Beaucoup de d'Africains de France se sont prononcés au premier tour pour Marine Le Pen. Faut-il les en blâmer, ou louer au contraire leur maturité politique ? Celle qui consiste à comprendre que dans le contexte international actuel, aucun grand parti de gouvernement n'est aujourd'hui en mesure de s'engager à persévérer sur le chemin d'une justice inconditionnelle et de la condamnation de tous les mensonges d'où qu'ils viennent et quoi qu'ils puissent rapporter, notamment sur la scène des relations franco-africaines.

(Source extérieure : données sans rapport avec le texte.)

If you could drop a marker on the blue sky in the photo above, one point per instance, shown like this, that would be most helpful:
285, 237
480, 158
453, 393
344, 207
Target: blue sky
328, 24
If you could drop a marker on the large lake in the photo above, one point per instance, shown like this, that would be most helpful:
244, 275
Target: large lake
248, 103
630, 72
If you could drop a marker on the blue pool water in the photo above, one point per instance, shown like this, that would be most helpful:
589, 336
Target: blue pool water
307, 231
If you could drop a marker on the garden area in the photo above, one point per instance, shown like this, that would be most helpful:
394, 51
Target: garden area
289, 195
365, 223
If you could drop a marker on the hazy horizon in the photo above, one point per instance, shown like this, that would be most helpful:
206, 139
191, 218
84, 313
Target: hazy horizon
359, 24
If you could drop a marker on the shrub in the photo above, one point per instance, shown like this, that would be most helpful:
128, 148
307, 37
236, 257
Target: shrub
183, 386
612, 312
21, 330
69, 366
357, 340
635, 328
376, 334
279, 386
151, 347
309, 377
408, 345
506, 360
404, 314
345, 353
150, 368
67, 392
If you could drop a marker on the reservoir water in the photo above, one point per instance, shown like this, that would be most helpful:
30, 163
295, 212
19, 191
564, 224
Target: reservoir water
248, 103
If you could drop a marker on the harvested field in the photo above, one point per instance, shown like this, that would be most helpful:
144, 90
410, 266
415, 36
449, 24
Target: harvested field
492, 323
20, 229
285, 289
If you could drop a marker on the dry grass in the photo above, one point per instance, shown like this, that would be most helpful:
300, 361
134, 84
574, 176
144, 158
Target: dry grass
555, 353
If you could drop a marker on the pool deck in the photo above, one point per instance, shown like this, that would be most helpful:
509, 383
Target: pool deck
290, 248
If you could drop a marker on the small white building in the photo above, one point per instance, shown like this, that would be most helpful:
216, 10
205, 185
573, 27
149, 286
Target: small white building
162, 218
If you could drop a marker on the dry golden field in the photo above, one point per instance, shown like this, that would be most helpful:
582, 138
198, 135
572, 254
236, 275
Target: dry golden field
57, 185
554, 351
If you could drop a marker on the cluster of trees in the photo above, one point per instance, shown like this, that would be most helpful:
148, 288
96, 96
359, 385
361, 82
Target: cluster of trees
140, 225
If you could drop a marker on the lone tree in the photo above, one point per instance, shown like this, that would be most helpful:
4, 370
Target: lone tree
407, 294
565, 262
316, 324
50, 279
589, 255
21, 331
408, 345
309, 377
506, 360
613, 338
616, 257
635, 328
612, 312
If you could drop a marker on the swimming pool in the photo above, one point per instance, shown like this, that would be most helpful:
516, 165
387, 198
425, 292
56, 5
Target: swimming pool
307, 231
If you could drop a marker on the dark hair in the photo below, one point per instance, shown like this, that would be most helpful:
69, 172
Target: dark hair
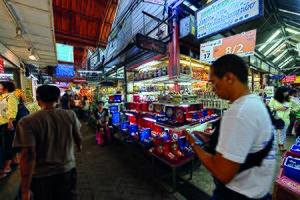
233, 64
100, 102
279, 94
8, 85
48, 93
293, 91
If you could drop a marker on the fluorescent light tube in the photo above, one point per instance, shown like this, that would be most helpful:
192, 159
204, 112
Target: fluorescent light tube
273, 47
286, 63
269, 40
282, 54
292, 31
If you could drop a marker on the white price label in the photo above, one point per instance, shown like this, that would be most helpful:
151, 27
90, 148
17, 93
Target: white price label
206, 54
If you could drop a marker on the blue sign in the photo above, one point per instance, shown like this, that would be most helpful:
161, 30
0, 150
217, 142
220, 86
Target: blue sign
64, 70
64, 53
225, 14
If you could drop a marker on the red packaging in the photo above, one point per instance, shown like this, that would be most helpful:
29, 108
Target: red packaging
140, 122
111, 99
179, 114
144, 107
156, 129
137, 99
137, 107
130, 106
175, 134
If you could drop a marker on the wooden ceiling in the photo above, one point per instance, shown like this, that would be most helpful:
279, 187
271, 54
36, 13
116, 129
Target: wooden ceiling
83, 24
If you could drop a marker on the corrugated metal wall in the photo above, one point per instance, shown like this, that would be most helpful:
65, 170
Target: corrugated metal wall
135, 22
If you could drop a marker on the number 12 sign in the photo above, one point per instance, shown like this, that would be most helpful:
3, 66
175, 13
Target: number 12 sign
241, 44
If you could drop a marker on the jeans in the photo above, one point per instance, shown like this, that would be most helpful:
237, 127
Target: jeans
86, 117
7, 139
281, 134
292, 123
55, 187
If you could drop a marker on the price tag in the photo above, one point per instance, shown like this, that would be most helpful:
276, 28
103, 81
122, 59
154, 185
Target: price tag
206, 53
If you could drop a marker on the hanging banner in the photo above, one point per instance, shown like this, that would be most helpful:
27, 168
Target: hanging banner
241, 44
150, 44
1, 65
224, 14
289, 79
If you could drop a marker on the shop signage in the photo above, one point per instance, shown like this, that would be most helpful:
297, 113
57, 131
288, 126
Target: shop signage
241, 44
273, 71
187, 26
1, 65
224, 14
264, 66
93, 78
289, 79
298, 48
79, 80
297, 79
160, 2
150, 44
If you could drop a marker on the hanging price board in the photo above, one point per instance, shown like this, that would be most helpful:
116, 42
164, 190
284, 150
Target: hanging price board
241, 44
1, 65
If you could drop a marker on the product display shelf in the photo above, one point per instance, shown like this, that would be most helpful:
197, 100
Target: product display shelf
175, 104
152, 80
146, 93
187, 126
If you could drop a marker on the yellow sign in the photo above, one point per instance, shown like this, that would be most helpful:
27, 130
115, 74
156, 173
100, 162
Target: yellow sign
297, 79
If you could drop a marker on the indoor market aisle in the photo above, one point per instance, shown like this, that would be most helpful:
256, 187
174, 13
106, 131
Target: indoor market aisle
111, 172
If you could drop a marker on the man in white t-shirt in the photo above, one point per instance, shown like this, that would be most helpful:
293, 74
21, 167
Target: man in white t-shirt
245, 129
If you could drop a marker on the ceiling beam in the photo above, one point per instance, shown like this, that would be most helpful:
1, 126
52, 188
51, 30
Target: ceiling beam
72, 12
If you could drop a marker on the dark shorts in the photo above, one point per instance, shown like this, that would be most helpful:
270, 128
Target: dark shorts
55, 187
7, 138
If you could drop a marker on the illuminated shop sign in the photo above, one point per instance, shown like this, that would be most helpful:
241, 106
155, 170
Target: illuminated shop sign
224, 14
241, 44
1, 65
150, 44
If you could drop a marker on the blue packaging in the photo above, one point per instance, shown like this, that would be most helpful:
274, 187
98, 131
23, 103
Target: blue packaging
116, 118
117, 98
196, 116
292, 168
170, 112
182, 142
124, 125
113, 109
133, 128
166, 134
295, 149
160, 118
145, 133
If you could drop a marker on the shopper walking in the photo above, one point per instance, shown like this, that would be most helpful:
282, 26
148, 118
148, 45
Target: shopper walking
101, 115
293, 93
243, 166
281, 104
47, 139
8, 112
85, 108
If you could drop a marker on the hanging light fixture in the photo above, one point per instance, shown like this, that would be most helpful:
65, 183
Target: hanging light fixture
18, 33
32, 55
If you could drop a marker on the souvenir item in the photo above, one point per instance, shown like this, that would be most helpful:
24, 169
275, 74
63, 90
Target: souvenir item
177, 98
176, 150
124, 125
158, 108
115, 118
170, 112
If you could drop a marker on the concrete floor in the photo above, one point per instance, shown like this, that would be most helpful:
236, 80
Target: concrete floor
203, 179
112, 172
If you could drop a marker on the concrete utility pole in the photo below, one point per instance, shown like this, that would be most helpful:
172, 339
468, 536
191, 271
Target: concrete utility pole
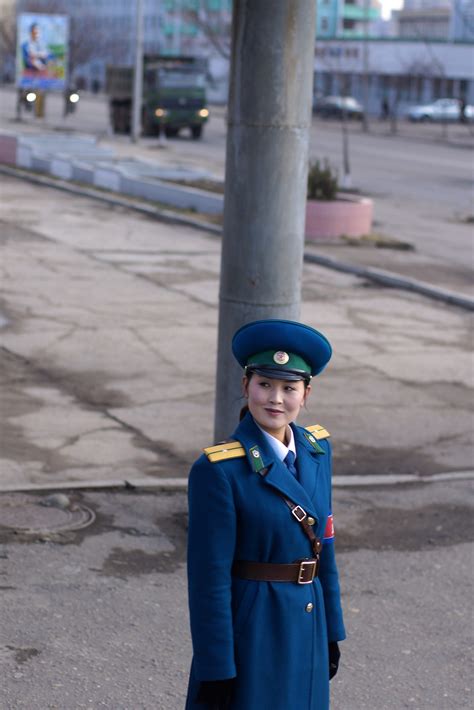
138, 73
269, 116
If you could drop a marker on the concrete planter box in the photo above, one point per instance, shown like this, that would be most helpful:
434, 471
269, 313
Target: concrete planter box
348, 215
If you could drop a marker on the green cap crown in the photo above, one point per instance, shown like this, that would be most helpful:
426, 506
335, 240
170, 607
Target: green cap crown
279, 359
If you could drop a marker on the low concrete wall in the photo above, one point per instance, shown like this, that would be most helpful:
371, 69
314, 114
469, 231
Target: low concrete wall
349, 215
106, 172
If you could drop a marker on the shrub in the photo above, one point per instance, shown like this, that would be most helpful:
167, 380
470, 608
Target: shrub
322, 181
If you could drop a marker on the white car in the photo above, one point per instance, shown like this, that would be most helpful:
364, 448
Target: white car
440, 110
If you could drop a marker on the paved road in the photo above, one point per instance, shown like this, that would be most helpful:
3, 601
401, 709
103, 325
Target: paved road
421, 182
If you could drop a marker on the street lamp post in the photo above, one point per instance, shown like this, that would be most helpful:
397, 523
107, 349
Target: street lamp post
138, 73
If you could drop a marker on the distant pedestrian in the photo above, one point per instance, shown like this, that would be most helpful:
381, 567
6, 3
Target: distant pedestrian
264, 593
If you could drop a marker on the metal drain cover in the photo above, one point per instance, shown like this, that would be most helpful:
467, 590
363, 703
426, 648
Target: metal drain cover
33, 515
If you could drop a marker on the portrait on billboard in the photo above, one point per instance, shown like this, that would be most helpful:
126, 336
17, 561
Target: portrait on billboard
42, 51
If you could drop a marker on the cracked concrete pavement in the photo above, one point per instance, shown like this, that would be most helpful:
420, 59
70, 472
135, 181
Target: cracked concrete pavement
97, 617
109, 352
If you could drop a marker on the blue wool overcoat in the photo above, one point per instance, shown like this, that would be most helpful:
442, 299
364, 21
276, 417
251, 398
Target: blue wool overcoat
261, 632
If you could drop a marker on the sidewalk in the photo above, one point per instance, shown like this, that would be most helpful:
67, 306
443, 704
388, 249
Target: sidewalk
109, 353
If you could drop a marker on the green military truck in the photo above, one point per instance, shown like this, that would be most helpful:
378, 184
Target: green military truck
174, 96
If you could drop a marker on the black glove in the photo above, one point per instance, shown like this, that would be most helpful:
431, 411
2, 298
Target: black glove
334, 656
216, 694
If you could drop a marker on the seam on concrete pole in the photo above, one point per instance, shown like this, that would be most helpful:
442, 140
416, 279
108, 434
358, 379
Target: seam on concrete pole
269, 117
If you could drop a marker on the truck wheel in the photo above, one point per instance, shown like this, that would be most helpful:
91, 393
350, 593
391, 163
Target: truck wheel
196, 132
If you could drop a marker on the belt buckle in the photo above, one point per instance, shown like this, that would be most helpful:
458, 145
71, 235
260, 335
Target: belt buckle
307, 567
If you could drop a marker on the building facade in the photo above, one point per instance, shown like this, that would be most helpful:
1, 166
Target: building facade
346, 18
402, 72
436, 19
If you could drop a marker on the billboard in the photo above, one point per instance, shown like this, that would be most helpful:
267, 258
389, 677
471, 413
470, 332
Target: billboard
42, 51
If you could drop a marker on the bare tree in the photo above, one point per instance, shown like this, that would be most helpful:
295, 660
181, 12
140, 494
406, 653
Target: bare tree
214, 26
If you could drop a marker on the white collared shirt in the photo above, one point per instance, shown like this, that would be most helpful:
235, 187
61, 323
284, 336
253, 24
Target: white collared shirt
279, 449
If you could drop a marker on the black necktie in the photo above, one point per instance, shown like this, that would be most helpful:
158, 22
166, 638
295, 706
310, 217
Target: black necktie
289, 461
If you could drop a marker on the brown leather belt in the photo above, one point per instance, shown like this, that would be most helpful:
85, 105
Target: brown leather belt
300, 572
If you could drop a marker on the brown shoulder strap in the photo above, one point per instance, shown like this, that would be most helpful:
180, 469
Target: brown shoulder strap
302, 517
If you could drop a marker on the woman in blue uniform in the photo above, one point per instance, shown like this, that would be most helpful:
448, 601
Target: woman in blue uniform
263, 584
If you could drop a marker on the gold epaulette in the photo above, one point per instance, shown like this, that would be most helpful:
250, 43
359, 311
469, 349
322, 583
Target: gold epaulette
318, 431
225, 450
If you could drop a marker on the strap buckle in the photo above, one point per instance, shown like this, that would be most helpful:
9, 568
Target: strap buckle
308, 571
299, 513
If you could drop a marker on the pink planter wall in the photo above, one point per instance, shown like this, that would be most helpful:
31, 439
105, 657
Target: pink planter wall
349, 215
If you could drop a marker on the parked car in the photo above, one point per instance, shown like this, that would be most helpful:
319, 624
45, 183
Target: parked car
336, 106
440, 110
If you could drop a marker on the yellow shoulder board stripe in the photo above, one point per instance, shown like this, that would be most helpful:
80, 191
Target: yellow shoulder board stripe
318, 431
226, 450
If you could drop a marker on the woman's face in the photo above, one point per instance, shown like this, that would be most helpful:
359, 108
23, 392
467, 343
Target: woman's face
274, 403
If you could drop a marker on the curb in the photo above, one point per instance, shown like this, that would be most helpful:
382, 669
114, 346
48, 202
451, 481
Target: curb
180, 485
383, 278
386, 278
168, 216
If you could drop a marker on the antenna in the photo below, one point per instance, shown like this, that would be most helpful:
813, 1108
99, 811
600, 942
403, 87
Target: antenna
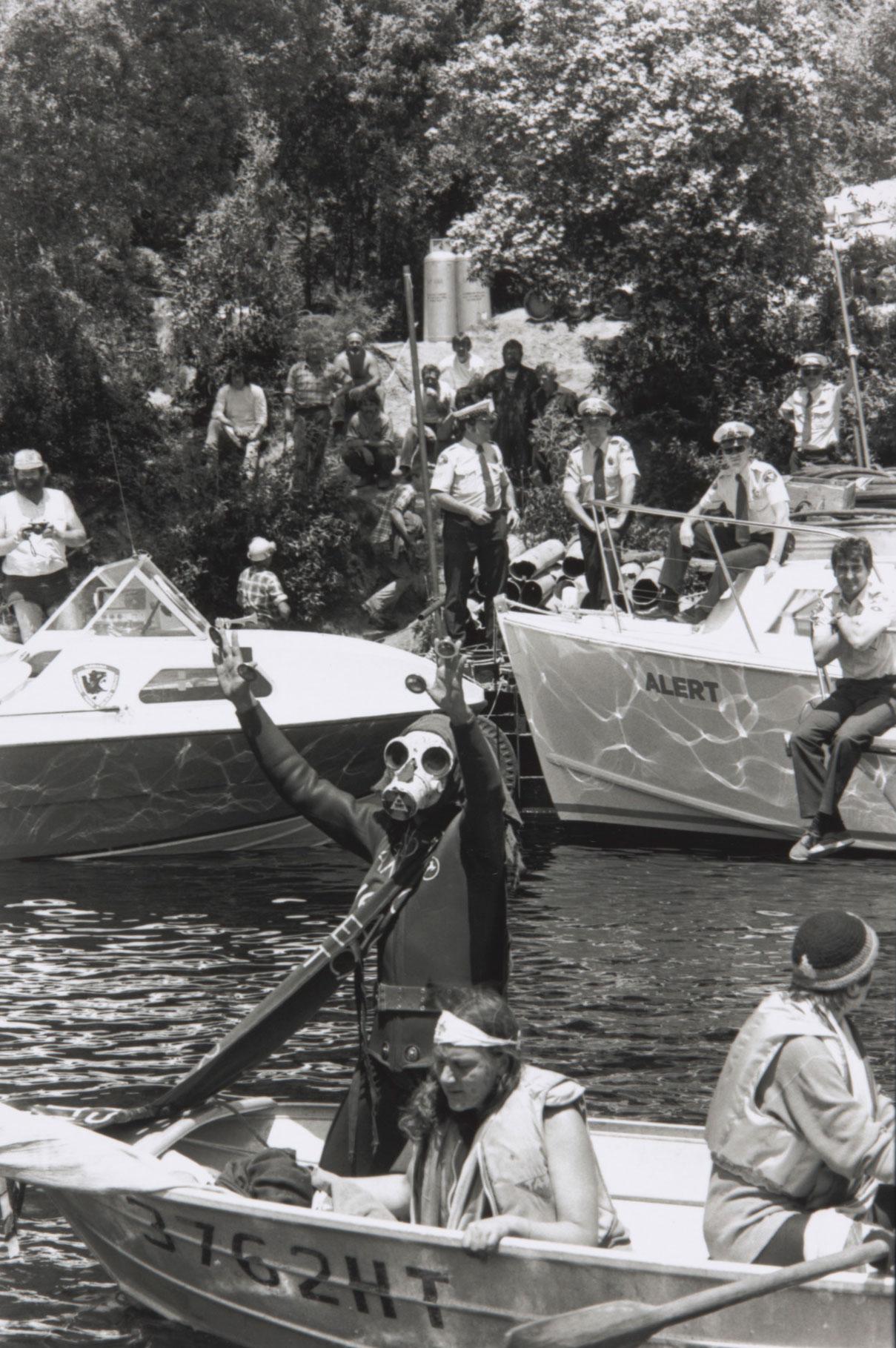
118, 475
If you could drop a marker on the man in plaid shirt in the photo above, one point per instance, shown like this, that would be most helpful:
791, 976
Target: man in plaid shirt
259, 592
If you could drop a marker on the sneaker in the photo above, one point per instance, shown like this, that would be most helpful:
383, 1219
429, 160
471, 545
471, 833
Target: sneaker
805, 849
830, 843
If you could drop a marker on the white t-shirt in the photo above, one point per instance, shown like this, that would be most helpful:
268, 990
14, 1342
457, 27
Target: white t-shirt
36, 554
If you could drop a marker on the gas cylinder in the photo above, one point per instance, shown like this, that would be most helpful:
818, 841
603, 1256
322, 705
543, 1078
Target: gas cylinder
474, 296
439, 296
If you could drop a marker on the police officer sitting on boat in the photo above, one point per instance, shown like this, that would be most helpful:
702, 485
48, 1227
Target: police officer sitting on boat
438, 839
755, 495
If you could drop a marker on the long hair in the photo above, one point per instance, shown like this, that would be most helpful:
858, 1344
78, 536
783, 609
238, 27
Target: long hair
428, 1107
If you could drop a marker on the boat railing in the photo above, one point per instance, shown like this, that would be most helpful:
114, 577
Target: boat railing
609, 548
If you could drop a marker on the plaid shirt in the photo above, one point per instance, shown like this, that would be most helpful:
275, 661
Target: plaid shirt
306, 388
260, 592
400, 498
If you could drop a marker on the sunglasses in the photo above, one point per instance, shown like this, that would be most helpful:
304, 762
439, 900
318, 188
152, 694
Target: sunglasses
436, 760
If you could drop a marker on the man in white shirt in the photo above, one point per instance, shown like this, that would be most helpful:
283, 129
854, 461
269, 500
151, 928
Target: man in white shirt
754, 494
852, 625
813, 410
601, 468
36, 525
239, 418
476, 495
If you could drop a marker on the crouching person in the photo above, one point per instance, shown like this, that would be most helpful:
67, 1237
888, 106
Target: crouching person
500, 1147
802, 1142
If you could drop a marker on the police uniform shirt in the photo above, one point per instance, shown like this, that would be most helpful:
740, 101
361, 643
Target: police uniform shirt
459, 474
826, 406
764, 491
619, 462
872, 605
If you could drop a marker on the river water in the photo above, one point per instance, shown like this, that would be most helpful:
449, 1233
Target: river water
632, 971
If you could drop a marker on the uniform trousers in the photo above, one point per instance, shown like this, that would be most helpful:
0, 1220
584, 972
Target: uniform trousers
466, 543
739, 557
848, 720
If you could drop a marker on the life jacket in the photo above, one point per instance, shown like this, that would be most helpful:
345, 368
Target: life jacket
505, 1170
747, 1141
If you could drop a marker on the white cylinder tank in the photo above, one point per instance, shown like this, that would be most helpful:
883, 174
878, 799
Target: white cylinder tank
474, 296
439, 293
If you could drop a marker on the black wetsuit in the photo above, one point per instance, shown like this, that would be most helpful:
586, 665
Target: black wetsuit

En tout état de cause, une seule consigne s'impose : celle qui a nom vigilance. Et dans ce combat sans merci d’une opposition sainement déterminée, Marine Le Pen n'est peut-être pas la moins fréquentable des alliées...

Eliahou Abel

 

Jérusalem, le 5 Iyyar 5772

(1) Voir ici (http://www.nationspresse.info/?p=123611 ) le texte de sa question formulée auprès de la Commission européenne le 17 février 2011, et ici (http://www.nationspresse.info/?p=139757) celui de sa lettre à Christine Lagarde, président du FMI.

 

(2) Voir ici (http://www.youtube.com/watch?v=BLq0N2GqIZk )quelques extraits du débat en question

 

(3) Un Mélanchon alors étrangement naïf, au point de voir dans le soutien de Paris aux révoltes du “printemps arabe” le signe d'un réel infléchissement de la politique africaine de l'État français; comme si, en encourageant subitement l'émergence de démocraties authentiques en lieu et place des dictatures qu'il avait, dans le sillage de ses prédécesseurs, fidèlement protégées, Sarkozy avait été mû par un autre souci que celui du bénéfice à retirer d'un ravalement de façade de la diplomatie française : duplicité parfaitement illustrée par sa double décision de "lâcher" Ben Ali – un dictateur corrompu par vingt-cinq ans de présidence – et d'imposer au peuple ivoirien, en la personne du Burkinabé Alassane Dramane Ouattara, un futur dictateur déjà corrompu par vingt ans d'une course au pouvoir jalonnée d'intrigues innommables; cela non sans avoir, il est vrai, préalablement confié aux médias qu'il contrôle le soin de “blanchir” ce dernier –comme un parrain de la mafia blanchirait de l'argent sale – tout en “noircissant” le coupable de service – reconnu insolvable, faute de moyens, au terme de plus d’une année d’enquêtes minutieuses- SEM Laurent Gbagbo.